According to IPCC, even before President Trump’s announcement to halt the traditionally high financial contribution from the US, the organisation’s financial situation had reached a minor crisis point, since governments has started decreasing their contributions.

The IPCC currently comprises 195 Member Governments and 134 observer organisations.

Since its establishment, funding has been secured through voluntary contributions from very few Member Governments, and from financial contributions from the European Union, UN Environment, United Nations Framework Convention on Climate Change (UNFCCC) and the World Meteorological Organisation.

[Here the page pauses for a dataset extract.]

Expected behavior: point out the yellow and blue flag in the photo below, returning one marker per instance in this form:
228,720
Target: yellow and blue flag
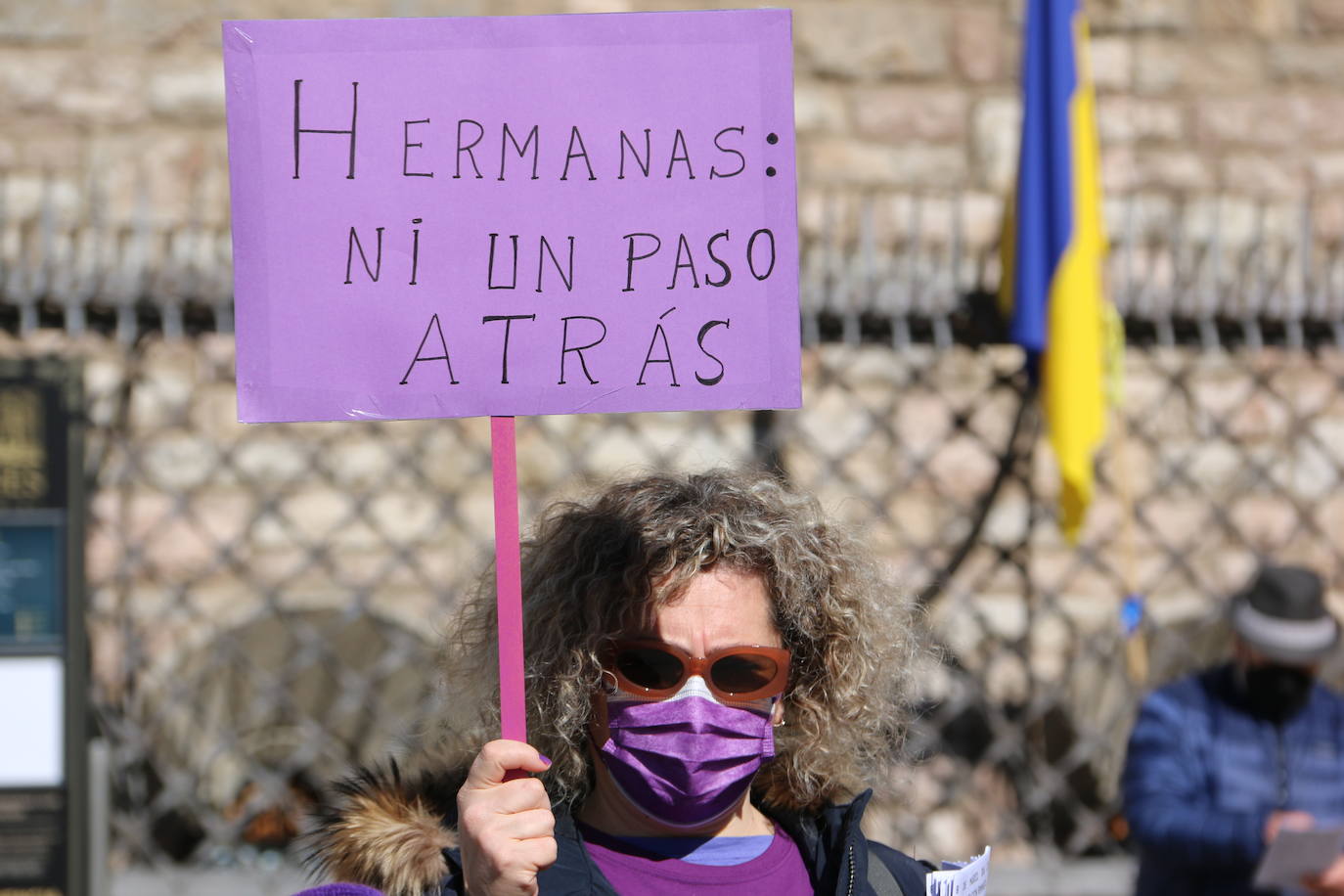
1053,247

More specifically, according to IPCC documents, regular country contributors to the IPCC include Australia, Austria, Belgium, Canada, China, Denmark, Finland, France, Germany, Japan, Republic of Korea, Mauritius, Netherlands, New Zealand, Norway, Pakistan, Sweden, Switzerland, United Kingdom, and the United States, - meaning that more than 80 per cent of the member countries have never contributed.

IPCC informed the Members about these issues due to a crucial period for the climate change community, especially as one of the most ambitious projects being about to start- the 6th Assessment Report to be published between 2021 and 2022.

Climate Home media had reported that sources from the meeting had revealed that a number of governments had expressed the willingness to increase their contributions after they had been informed of the situation.

Some examples are the European Commission, Australia, South Korea, Japan, Switzerland and the UK.

On Monday, Canada Environment Minister Catherine McKenna announced that Canada would double its contributions to approximately $250,000 per year until 2022.

Mrs McKenna said: “By doubling our support for the important work of the Intergovernmental Panel on Climate Change, our government will help climate scientists from around the world assess vital research, and give governments the tools to make smart, evidence-based decisions for our future”.

Patricia Espinosa, head of the UN climate negotiations forum, welcomed the move, tweeting: “Canada’s climate leadership is exemplary!”

Last week, a US Senate appropriations Committee led by Republicans, voted to contribute $10 million to UNFCCC and its science wing IPCCC, but it is unsure whether it will pass the House of Representatives, which had sided with President Trump on the issue.